O relator afirmou que os diretos dos trabalhadores já estão cristalizados na Constituição brasileira e defendeu mudanças para adaptar a legislação ao momento atual. “Vivemos na era da tecnologia da informação, da robótica e eles se agarram ao passado, porque dessa maneira eles se alimentam. Saiam das cavernas. Precisamos proteger os trabalhadores, mas não podemos impedir o progresso”, discursou.
 
O líder do PSDB, Ricardo Tripoli (SP), disse que a oposição critica por desconhecer o relatório de Rogério Marinho. “Esse não é um projeto do governo, é um projeto de Estado. O Brasil precisa se modernizar.
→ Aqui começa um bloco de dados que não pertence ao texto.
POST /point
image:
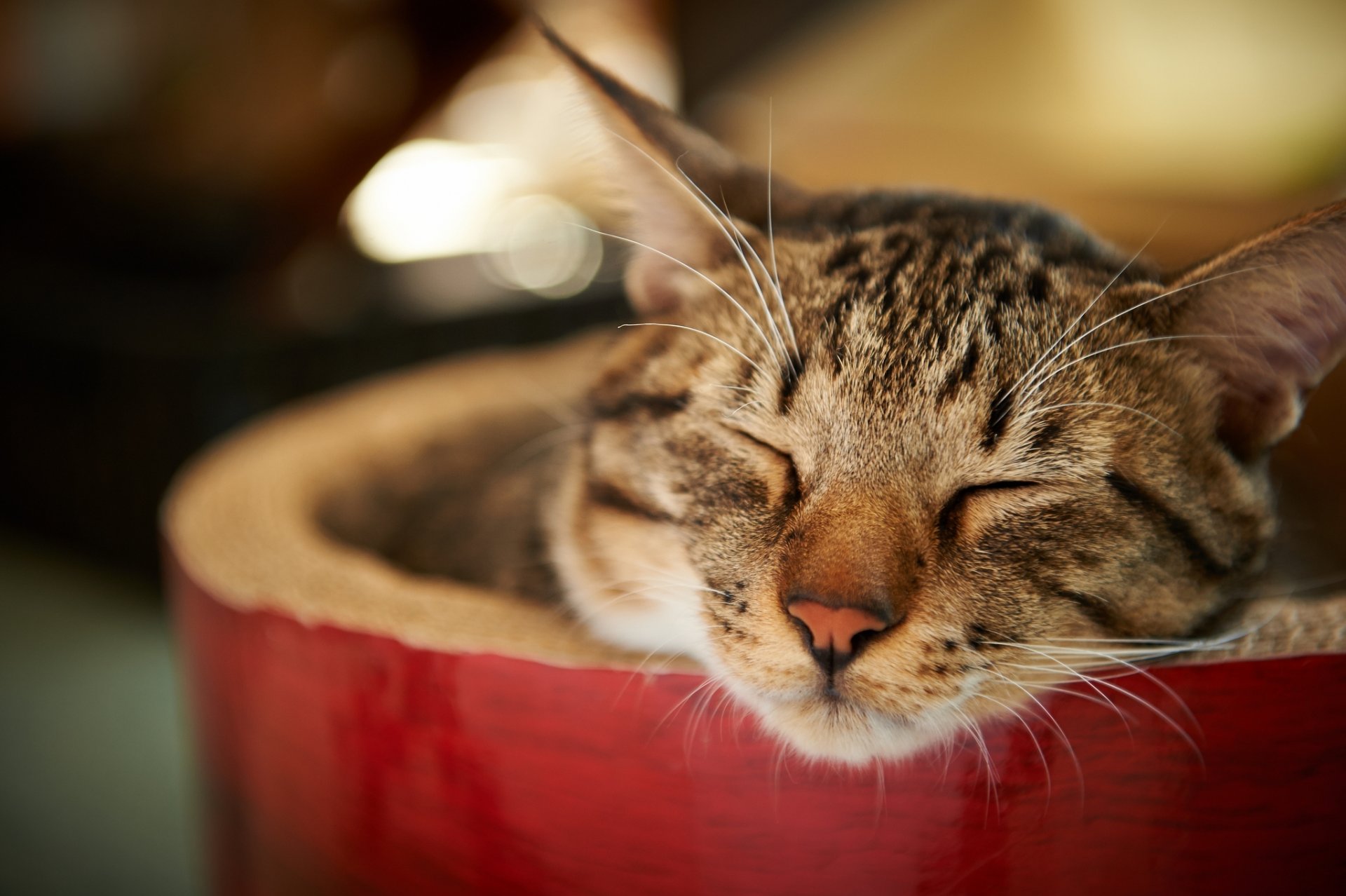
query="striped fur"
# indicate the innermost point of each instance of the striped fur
(970, 414)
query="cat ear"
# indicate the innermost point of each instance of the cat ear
(672, 177)
(1275, 314)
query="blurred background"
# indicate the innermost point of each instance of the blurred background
(212, 208)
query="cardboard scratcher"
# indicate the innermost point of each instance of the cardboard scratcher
(369, 730)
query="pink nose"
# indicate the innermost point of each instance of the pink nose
(832, 629)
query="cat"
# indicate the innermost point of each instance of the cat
(889, 462)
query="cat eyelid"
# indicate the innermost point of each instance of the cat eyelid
(775, 449)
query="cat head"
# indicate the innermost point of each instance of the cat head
(886, 462)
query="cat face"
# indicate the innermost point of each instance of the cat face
(886, 462)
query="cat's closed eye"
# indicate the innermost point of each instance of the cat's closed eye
(921, 372)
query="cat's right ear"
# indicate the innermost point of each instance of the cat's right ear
(1270, 316)
(674, 179)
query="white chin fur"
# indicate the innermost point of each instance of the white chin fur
(850, 735)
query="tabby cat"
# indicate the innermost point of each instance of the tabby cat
(888, 462)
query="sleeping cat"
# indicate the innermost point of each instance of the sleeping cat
(889, 462)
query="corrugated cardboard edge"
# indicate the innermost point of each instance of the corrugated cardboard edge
(241, 521)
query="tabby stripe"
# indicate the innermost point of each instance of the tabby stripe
(616, 498)
(633, 402)
(1096, 609)
(1171, 522)
(998, 419)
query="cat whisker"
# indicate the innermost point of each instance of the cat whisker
(680, 704)
(541, 444)
(1097, 680)
(699, 273)
(1073, 673)
(993, 778)
(1033, 736)
(1082, 314)
(1034, 412)
(1142, 304)
(775, 288)
(735, 350)
(721, 218)
(1112, 657)
(770, 237)
(705, 202)
(1050, 719)
(1038, 383)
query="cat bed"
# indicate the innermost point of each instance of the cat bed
(369, 728)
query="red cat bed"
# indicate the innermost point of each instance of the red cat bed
(367, 730)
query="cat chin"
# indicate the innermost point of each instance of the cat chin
(832, 732)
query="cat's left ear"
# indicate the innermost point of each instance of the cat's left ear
(1271, 315)
(677, 182)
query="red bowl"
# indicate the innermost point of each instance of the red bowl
(368, 731)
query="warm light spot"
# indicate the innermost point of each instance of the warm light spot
(544, 245)
(431, 198)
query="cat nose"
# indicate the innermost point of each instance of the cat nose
(836, 634)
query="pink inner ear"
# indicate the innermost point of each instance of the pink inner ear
(653, 284)
(1282, 303)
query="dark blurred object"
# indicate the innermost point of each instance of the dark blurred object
(161, 162)
(174, 174)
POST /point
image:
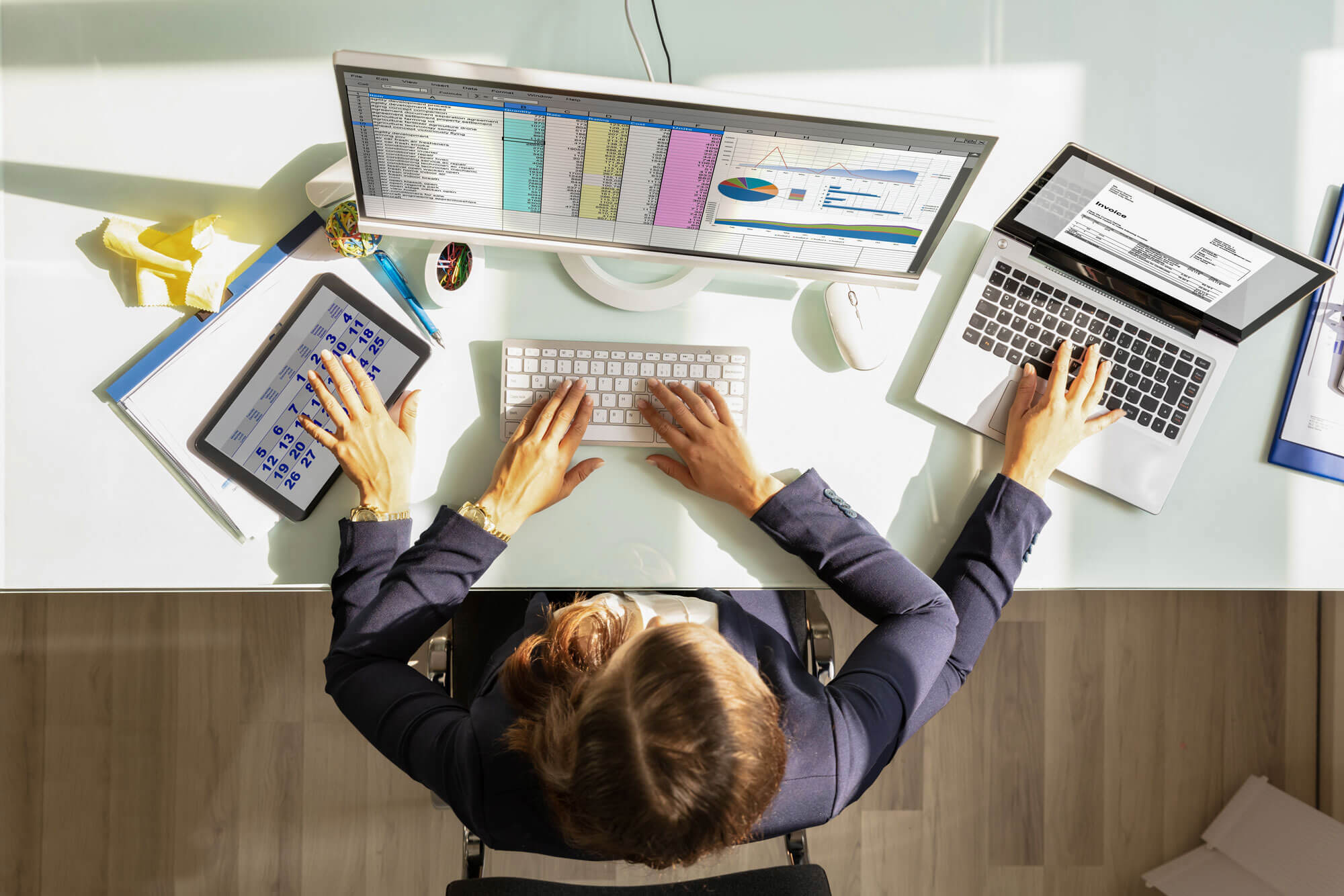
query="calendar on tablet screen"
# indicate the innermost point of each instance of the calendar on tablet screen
(260, 429)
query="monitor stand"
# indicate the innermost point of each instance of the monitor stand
(635, 298)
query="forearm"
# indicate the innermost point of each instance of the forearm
(417, 596)
(984, 564)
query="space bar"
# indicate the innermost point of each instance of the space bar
(608, 433)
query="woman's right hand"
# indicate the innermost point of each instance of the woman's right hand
(1042, 433)
(534, 469)
(718, 461)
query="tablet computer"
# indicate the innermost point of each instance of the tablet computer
(253, 433)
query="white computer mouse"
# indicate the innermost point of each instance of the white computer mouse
(857, 316)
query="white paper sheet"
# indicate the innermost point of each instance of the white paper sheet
(1316, 412)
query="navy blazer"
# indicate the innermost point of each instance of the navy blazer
(389, 598)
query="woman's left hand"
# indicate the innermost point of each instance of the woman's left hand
(376, 452)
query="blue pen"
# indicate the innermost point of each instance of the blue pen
(400, 283)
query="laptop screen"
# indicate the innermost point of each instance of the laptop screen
(1136, 234)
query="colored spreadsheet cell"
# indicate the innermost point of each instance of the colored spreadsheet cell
(880, 233)
(686, 179)
(604, 161)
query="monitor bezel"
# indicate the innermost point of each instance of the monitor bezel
(619, 89)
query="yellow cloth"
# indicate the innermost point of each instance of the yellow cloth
(189, 268)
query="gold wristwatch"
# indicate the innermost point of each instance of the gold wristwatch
(475, 514)
(368, 514)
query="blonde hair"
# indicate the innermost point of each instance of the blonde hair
(671, 754)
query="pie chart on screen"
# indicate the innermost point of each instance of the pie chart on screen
(749, 190)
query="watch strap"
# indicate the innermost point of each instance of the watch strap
(476, 515)
(364, 512)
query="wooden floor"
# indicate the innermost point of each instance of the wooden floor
(183, 745)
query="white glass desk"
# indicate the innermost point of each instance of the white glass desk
(87, 506)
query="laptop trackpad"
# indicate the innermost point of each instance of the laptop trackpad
(999, 421)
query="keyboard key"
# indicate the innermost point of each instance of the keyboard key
(597, 432)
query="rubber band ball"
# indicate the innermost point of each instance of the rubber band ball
(345, 234)
(455, 265)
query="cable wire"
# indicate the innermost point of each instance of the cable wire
(666, 54)
(639, 46)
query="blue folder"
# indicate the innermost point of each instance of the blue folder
(1294, 455)
(187, 331)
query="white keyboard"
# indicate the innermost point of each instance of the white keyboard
(618, 378)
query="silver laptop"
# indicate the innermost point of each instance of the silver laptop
(1169, 289)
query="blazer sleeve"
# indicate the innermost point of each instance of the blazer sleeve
(892, 671)
(979, 576)
(386, 602)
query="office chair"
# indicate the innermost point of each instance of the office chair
(494, 616)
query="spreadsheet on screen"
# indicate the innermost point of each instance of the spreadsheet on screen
(653, 175)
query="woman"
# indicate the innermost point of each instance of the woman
(661, 729)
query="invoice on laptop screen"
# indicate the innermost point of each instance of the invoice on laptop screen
(480, 156)
(1197, 259)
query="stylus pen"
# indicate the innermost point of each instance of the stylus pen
(400, 283)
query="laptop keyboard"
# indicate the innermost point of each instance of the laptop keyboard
(1022, 319)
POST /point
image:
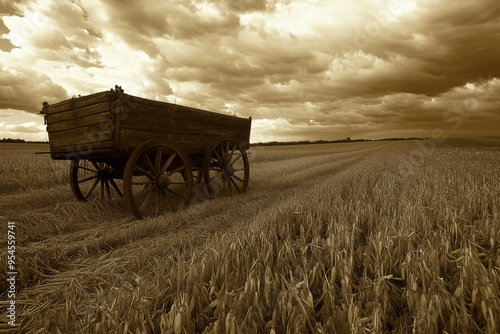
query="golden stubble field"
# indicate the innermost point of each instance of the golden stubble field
(333, 238)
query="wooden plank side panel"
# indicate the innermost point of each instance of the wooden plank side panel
(84, 135)
(80, 122)
(79, 102)
(83, 151)
(84, 111)
(190, 142)
(146, 116)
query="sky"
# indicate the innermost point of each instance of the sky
(303, 69)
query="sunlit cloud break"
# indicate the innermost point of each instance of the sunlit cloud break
(304, 70)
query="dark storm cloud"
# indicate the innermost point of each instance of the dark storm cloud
(5, 44)
(445, 45)
(140, 21)
(25, 89)
(10, 8)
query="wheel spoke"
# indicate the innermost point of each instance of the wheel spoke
(88, 169)
(158, 160)
(234, 184)
(173, 192)
(167, 163)
(115, 186)
(144, 191)
(171, 208)
(143, 182)
(176, 170)
(232, 153)
(145, 172)
(150, 165)
(96, 166)
(228, 178)
(157, 193)
(221, 162)
(88, 178)
(238, 179)
(237, 158)
(101, 194)
(91, 188)
(147, 200)
(107, 187)
(216, 176)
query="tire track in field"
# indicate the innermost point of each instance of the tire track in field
(93, 250)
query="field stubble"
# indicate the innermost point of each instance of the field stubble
(329, 238)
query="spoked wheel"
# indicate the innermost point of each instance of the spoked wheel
(157, 178)
(90, 180)
(225, 168)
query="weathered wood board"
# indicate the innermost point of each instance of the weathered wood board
(114, 123)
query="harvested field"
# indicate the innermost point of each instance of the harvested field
(363, 237)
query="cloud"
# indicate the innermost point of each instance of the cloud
(311, 69)
(25, 89)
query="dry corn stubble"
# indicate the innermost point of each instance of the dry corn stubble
(328, 238)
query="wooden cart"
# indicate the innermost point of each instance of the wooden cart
(152, 153)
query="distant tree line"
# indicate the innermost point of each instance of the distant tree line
(20, 141)
(346, 140)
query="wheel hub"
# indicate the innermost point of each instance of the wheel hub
(163, 181)
(230, 170)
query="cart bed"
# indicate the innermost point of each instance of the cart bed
(112, 124)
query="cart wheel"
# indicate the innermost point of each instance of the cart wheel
(225, 168)
(157, 178)
(90, 180)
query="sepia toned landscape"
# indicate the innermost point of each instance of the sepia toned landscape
(250, 166)
(360, 237)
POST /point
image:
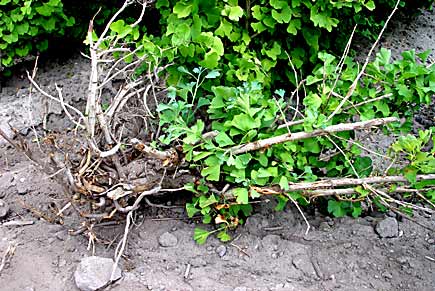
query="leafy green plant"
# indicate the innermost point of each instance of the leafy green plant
(244, 114)
(26, 25)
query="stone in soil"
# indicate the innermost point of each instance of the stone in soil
(94, 273)
(221, 251)
(387, 228)
(168, 240)
(4, 209)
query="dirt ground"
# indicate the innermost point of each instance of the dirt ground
(271, 252)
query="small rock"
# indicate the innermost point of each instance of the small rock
(324, 226)
(388, 228)
(22, 187)
(387, 275)
(303, 263)
(54, 228)
(94, 273)
(4, 209)
(198, 262)
(61, 235)
(391, 214)
(221, 250)
(168, 240)
(402, 260)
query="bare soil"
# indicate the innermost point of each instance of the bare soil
(270, 252)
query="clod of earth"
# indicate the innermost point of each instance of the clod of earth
(4, 209)
(388, 228)
(94, 273)
(168, 240)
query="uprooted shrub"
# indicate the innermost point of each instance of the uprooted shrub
(230, 140)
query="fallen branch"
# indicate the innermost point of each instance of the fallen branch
(333, 183)
(259, 144)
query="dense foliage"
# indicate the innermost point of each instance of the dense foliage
(240, 71)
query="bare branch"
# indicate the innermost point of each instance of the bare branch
(256, 145)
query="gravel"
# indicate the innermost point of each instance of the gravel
(387, 228)
(167, 240)
(94, 273)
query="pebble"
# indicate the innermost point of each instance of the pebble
(22, 187)
(402, 260)
(387, 228)
(198, 262)
(61, 235)
(221, 250)
(324, 226)
(387, 275)
(4, 209)
(54, 228)
(167, 240)
(93, 273)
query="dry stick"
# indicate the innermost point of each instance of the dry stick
(342, 61)
(348, 191)
(332, 183)
(35, 68)
(256, 145)
(7, 255)
(66, 105)
(355, 82)
(127, 228)
(368, 101)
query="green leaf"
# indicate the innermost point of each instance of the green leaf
(242, 195)
(245, 122)
(410, 174)
(212, 172)
(335, 208)
(235, 13)
(191, 209)
(370, 5)
(210, 60)
(283, 183)
(205, 201)
(182, 10)
(213, 74)
(44, 10)
(224, 140)
(223, 236)
(200, 235)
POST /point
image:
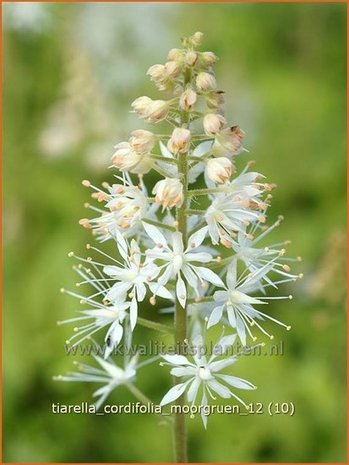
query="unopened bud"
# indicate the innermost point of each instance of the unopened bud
(179, 141)
(213, 123)
(208, 58)
(142, 141)
(191, 58)
(205, 82)
(168, 193)
(228, 141)
(196, 39)
(219, 169)
(187, 99)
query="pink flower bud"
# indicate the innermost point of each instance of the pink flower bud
(213, 123)
(205, 82)
(142, 141)
(219, 169)
(168, 193)
(187, 99)
(180, 141)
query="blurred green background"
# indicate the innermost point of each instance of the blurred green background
(70, 73)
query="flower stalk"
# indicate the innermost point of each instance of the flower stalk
(210, 264)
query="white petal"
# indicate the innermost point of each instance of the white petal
(231, 317)
(173, 394)
(240, 327)
(193, 390)
(155, 234)
(176, 359)
(215, 316)
(183, 371)
(160, 291)
(221, 364)
(224, 344)
(113, 337)
(209, 275)
(177, 242)
(133, 313)
(181, 291)
(121, 243)
(221, 390)
(221, 296)
(202, 257)
(197, 238)
(231, 275)
(237, 382)
(203, 404)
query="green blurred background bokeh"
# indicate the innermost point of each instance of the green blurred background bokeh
(70, 73)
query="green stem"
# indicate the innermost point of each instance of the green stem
(153, 325)
(180, 430)
(202, 299)
(171, 161)
(194, 192)
(159, 225)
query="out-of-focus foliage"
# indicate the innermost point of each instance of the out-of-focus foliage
(70, 72)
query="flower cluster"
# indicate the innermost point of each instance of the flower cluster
(193, 238)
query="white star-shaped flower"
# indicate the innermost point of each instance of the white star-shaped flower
(200, 372)
(237, 302)
(180, 261)
(133, 277)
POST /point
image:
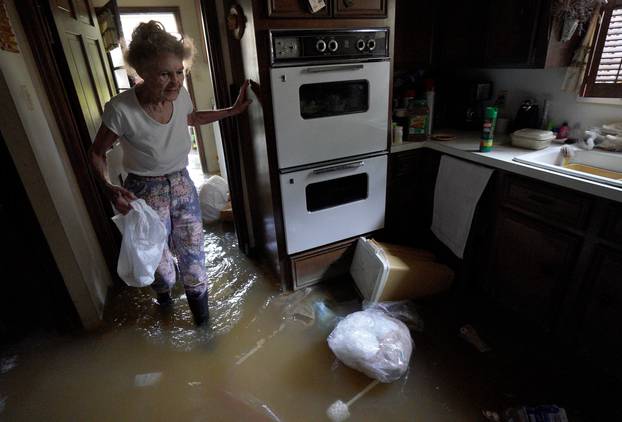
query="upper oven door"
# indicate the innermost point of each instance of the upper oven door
(327, 112)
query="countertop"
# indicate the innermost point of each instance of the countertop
(466, 146)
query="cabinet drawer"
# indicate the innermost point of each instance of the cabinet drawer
(294, 9)
(548, 202)
(321, 264)
(360, 8)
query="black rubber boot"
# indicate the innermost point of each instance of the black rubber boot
(199, 307)
(164, 300)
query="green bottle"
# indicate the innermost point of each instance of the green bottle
(488, 129)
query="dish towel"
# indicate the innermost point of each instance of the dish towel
(459, 186)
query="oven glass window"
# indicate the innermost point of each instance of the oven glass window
(334, 192)
(333, 98)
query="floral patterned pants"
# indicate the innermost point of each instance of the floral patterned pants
(175, 199)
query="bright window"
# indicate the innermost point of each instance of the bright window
(604, 78)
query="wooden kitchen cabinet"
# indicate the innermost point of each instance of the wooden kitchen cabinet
(532, 264)
(512, 32)
(522, 34)
(414, 33)
(600, 333)
(460, 34)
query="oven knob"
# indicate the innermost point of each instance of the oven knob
(320, 46)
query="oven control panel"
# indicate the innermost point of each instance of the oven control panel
(310, 46)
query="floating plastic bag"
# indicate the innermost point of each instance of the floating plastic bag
(374, 343)
(213, 196)
(144, 238)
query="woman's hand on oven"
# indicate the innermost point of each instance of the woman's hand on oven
(242, 102)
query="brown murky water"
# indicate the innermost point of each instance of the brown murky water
(264, 358)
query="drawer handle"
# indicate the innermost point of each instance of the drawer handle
(339, 167)
(540, 199)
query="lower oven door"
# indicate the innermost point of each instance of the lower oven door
(329, 203)
(324, 113)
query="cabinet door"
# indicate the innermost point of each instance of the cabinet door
(294, 9)
(601, 333)
(512, 32)
(360, 8)
(531, 266)
(410, 196)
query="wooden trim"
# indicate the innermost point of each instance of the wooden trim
(228, 127)
(45, 44)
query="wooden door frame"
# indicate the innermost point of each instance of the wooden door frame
(229, 130)
(40, 28)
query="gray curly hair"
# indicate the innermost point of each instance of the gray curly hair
(150, 39)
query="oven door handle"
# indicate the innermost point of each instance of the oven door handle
(339, 167)
(321, 69)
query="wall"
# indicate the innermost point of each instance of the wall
(544, 84)
(35, 144)
(201, 77)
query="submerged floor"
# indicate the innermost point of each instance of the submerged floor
(264, 358)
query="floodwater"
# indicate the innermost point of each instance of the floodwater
(264, 358)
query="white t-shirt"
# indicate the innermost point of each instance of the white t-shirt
(150, 148)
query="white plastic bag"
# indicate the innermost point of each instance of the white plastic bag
(213, 196)
(144, 238)
(374, 343)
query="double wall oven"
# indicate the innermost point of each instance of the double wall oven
(330, 94)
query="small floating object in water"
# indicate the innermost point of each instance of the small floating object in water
(340, 411)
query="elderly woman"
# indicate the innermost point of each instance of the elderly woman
(151, 121)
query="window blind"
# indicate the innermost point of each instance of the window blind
(610, 64)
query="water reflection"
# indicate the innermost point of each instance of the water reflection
(263, 358)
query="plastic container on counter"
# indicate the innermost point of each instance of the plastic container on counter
(532, 138)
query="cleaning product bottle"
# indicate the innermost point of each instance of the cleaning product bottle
(418, 121)
(488, 129)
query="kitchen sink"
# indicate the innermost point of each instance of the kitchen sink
(599, 166)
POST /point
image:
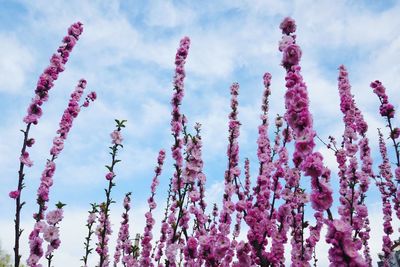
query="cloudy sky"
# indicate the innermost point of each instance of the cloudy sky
(126, 53)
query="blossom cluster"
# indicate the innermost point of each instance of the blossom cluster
(291, 176)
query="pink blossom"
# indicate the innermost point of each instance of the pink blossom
(55, 216)
(14, 194)
(288, 26)
(116, 137)
(26, 160)
(110, 176)
(51, 233)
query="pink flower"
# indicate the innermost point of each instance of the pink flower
(291, 55)
(26, 160)
(397, 174)
(395, 133)
(116, 137)
(110, 176)
(14, 194)
(288, 26)
(55, 216)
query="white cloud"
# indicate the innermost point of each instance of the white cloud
(16, 62)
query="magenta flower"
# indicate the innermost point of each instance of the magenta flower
(288, 26)
(14, 194)
(116, 137)
(26, 160)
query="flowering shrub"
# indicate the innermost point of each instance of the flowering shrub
(274, 209)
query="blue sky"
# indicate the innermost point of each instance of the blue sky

O trabalhador precisa voltar a ter emprego. Temos de fazer novamente aquele que tem direito ao trabalho possa conquistá-lo”, retrucou.
 
“Quer votar contrariamente, apresente pelo menos os seus argumentos. Nós estamos apresentando nossos argumentos. Não é com falácia, com a propaganda, a mídia, que se muda voto neste Parlamento. É com teses, com convencimentos. Estamos convictos e do lado certo, do lado da população brasileira”, emendou o líder tucano.
 
Em nota conjunta, as principais associações de juízes e integrantes do Ministério Público do país pediram aos parlamentares que rejeitem a reforma trabalhista. Na avaliação das entidades, o relatório de Marinho representa o maior ataque aos direitos trabalhistas na história do Brasil. Para as duas categorias, o substitutivo “extrapola em muito” a proposta enviada pelo presidente Michel Temer, parte do pressuposto de que o trabalhador “age de forma ilícita e censurável” nas relações trabalhistas, favorece o empregador e permite até a contratação por menos de um salário mínimo.
 
Sete pontos da reforma trabalhista:
 
Negociado sobre o legislado – acordos entre empregados e empregadores se sobrepõem à lei, evitando judicialização.
 
Almoço mais curto – se acordado, refeições poderão durar 30 minutos, no mínimo. Atualmente, a lei exige duração mínima de uma hora;
 
Férias divididas – férias poderão ser divididas em 3 períodos em vez de 1 único, como é atualmente;
 
Trabalho intermitente – serão permitidos “contratos móveis”, isto é, empregados que trabalham algumas horas ou dias da semana, com recolhimento de impostos e CLT.
 
Terceirizados – terão salvaguardas como uso de refeitórios e outros serviços da empresa. Empregadores também estarão proibidos de contratar terceirizado que tenha trabalhado na empresa com contrato regular nos últimos 18 meses;
 
Jornada 12h por 36h – esse tipo de jornada estará prevista em lei;
 
Deslocamento para o trabalho – acaba com a obrigação de empregadores de pagarem pelo tempo de deslocamento dos funcionários.